[PATCH] D81765: Don't inline dynamic allocas that simplify to huge static allocas.

JF Bastien via Phabricator via llvm-commits llvm-commits at lists.llvm.org
Tue Jun 23 21:03:33 PDT 2020


jfb added inline comments.


================
Comment at: llvm/lib/Analysis/InlineCost.cpp:845
+      // a threshold.
+      if (AllocSize->getLimitedValue() >
+          InlineConstants::MaxSimplifiedDynamicAllocaToMove) {
----------------
mtrofin wrote:
> aemerson wrote:
> > mtrofin wrote:
> > > I think that the decision here needs to be mindful of profiling information (if present). The hypothesis in the patch is that the call site may never be executed. What if we know (from profiling) it is always executed?
> > > 
> > > Also, could you provide more insight into the scenario generating this - thanks!
> > > What if we know (from profiling) it is always executed?
> > IMO then that function is simply allocating a huge amount on the stack. I see that in a similar way to TotalAllocaSizeRecursiveCaller being triggered, in that case we don't want to inline either, no matter what profiling information says, right?
> > 
> > > Also, could you provide more insight into the scenario generating this - thanks!
> > This is code generated as a result of the `-ftrivial-auto-var-init=pattern` option, which combined with user code that assumes that VLAs will not be speculatively created with -1 (2^32) size in the entry block. If you run the test case in this patch you will see the resulting alloca which is guaranteed to crash on any reasonable platform.
> If profiling indicates the callsite is hot, then we know that a) there's no runtime problem, and b) we would want to inline. Yes, that can then surface the problem because of the behavior in InlineFunction, my point is to illustrate that it's not clear cut we wouldn't want to inline.
I think profiling is important to take into account, but I think you're wrong on one point: say we have this function:
```
void f(int a, int b) {
  if (a < 1000)
    g();
  if (b < 1000)
    h();
}
```
Imagine profiling shows both are hot. Imagine `g` and `h` have very large stacks. We'll now inline them, hoist them to the top of `f`, and in many cases fail to color the `alloca`s separately.
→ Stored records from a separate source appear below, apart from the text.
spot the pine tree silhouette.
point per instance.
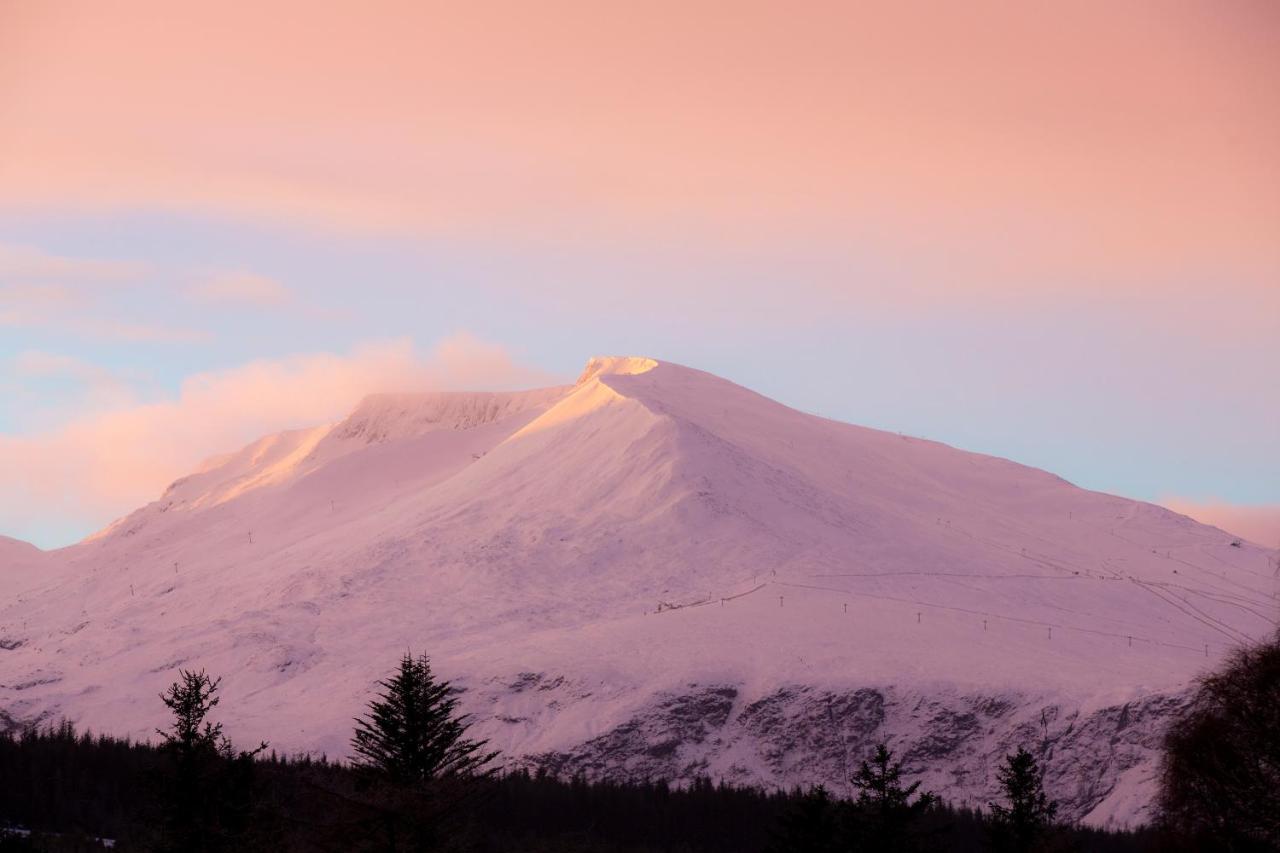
(414, 749)
(412, 733)
(1220, 780)
(813, 825)
(208, 799)
(885, 816)
(1027, 820)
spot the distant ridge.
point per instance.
(653, 573)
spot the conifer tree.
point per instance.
(412, 733)
(885, 815)
(1027, 820)
(1220, 781)
(209, 798)
(813, 825)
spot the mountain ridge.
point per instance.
(653, 571)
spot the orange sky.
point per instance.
(1078, 192)
(1136, 135)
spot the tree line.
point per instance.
(417, 781)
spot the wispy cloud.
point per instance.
(241, 287)
(1260, 524)
(103, 464)
(30, 263)
(48, 292)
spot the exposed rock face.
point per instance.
(800, 735)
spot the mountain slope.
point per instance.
(654, 573)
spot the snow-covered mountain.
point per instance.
(650, 573)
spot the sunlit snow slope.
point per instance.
(652, 573)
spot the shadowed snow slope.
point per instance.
(652, 573)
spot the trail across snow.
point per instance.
(653, 571)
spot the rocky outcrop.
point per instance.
(951, 740)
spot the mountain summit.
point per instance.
(653, 573)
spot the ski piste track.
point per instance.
(808, 576)
(1255, 602)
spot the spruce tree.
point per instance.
(885, 815)
(813, 825)
(1025, 822)
(208, 797)
(1220, 780)
(412, 733)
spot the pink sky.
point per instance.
(1000, 158)
(1137, 133)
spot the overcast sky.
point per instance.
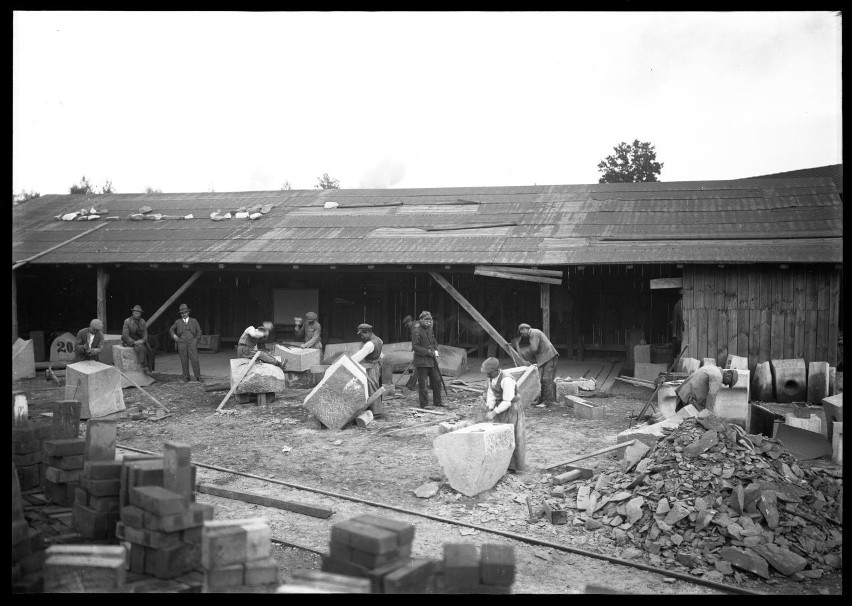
(189, 102)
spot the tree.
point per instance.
(326, 182)
(631, 163)
(84, 187)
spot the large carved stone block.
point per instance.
(23, 360)
(341, 394)
(262, 378)
(476, 457)
(96, 385)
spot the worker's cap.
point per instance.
(490, 365)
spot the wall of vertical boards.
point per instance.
(762, 312)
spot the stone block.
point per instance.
(100, 440)
(818, 379)
(23, 360)
(476, 457)
(96, 385)
(529, 383)
(649, 372)
(341, 394)
(789, 378)
(299, 359)
(262, 378)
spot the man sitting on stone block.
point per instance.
(134, 334)
(247, 346)
(702, 385)
(502, 404)
(89, 342)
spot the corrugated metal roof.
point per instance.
(780, 220)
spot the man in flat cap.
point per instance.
(89, 342)
(370, 357)
(701, 387)
(310, 331)
(185, 332)
(545, 356)
(134, 333)
(425, 348)
(503, 405)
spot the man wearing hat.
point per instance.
(425, 348)
(503, 405)
(370, 357)
(185, 333)
(701, 387)
(89, 342)
(134, 333)
(310, 331)
(545, 356)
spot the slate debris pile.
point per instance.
(713, 500)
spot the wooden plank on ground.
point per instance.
(298, 507)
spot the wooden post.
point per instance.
(174, 297)
(103, 281)
(516, 357)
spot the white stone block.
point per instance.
(96, 385)
(475, 458)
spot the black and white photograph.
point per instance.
(427, 302)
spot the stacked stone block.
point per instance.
(236, 557)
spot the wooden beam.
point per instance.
(516, 357)
(259, 499)
(103, 281)
(174, 297)
(516, 276)
(52, 248)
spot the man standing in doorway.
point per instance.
(134, 333)
(546, 357)
(425, 348)
(185, 333)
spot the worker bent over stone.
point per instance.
(89, 342)
(540, 350)
(134, 333)
(503, 405)
(247, 346)
(701, 387)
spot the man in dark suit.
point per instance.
(185, 333)
(89, 342)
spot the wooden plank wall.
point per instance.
(761, 312)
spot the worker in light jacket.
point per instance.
(185, 332)
(503, 405)
(545, 356)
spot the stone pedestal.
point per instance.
(23, 360)
(476, 457)
(96, 385)
(341, 394)
(262, 378)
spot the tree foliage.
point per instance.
(326, 182)
(631, 163)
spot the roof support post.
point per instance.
(516, 357)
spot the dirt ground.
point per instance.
(282, 440)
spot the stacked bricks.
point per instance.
(96, 504)
(236, 556)
(63, 454)
(27, 546)
(160, 524)
(379, 549)
(463, 570)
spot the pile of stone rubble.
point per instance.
(713, 500)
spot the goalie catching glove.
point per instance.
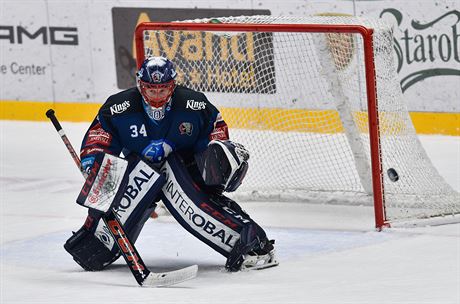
(223, 164)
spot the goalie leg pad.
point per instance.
(213, 218)
(87, 250)
(93, 246)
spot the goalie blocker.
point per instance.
(211, 217)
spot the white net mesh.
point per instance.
(298, 102)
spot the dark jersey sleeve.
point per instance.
(214, 128)
(101, 137)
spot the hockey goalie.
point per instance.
(178, 135)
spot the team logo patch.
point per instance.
(119, 108)
(186, 128)
(195, 105)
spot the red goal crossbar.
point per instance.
(371, 86)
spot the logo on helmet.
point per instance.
(156, 77)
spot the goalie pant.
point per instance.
(214, 219)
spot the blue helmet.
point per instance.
(155, 81)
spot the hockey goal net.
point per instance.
(317, 102)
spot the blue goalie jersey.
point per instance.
(190, 122)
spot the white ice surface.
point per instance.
(328, 254)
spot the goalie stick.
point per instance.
(142, 274)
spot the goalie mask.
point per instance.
(223, 164)
(155, 82)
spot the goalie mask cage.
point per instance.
(317, 103)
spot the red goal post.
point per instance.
(367, 34)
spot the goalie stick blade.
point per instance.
(164, 279)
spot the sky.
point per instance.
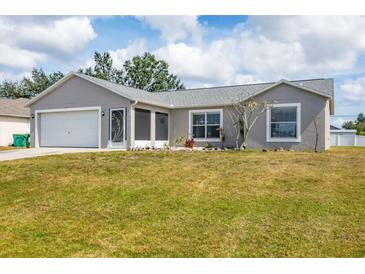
(203, 51)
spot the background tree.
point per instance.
(10, 89)
(143, 72)
(147, 73)
(103, 68)
(244, 115)
(358, 124)
(29, 86)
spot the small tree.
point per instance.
(244, 115)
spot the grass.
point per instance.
(184, 204)
(6, 148)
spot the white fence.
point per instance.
(346, 138)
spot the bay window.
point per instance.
(283, 123)
(205, 124)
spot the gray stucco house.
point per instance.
(83, 111)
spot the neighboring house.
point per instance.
(343, 137)
(14, 118)
(83, 111)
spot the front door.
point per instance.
(117, 128)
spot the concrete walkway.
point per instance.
(44, 151)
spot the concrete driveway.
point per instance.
(44, 151)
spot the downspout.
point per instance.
(132, 130)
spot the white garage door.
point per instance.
(70, 129)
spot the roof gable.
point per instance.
(203, 97)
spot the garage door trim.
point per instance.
(36, 139)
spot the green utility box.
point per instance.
(21, 140)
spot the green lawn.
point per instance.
(184, 204)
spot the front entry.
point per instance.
(117, 128)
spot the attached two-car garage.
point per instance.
(69, 127)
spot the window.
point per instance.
(205, 124)
(283, 123)
(142, 124)
(162, 126)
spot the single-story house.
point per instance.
(83, 111)
(14, 118)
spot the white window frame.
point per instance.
(268, 124)
(205, 111)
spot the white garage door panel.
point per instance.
(70, 129)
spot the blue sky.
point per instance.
(201, 50)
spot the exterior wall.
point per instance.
(327, 125)
(312, 105)
(77, 92)
(12, 125)
(152, 141)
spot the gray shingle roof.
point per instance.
(207, 96)
(14, 107)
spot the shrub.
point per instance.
(189, 143)
(208, 146)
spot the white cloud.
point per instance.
(354, 90)
(13, 76)
(271, 48)
(27, 41)
(119, 56)
(327, 43)
(174, 28)
(19, 58)
(205, 63)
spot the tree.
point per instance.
(29, 86)
(349, 125)
(10, 89)
(244, 115)
(39, 81)
(147, 73)
(103, 68)
(358, 124)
What you said is: "profiling shows there's no runtime problem". That's only true without inlining! With inlining, if the optimizer falls on its face, there's a problem.

The bug I describe isn't exactly the one @aemerson is fixing, but it's connected, and one @MadCoder and friends run into *very frequently*.

If we back up: Amara is trying to fix one instance of a quite unfortunate bug. That won't fix the entire problem with LLVM inlining `alloca` and then making a mess of it. But I hope it helps. Let's focus on avoiding what it might regress, and as a follow-up I think we all agree there's much more to be done.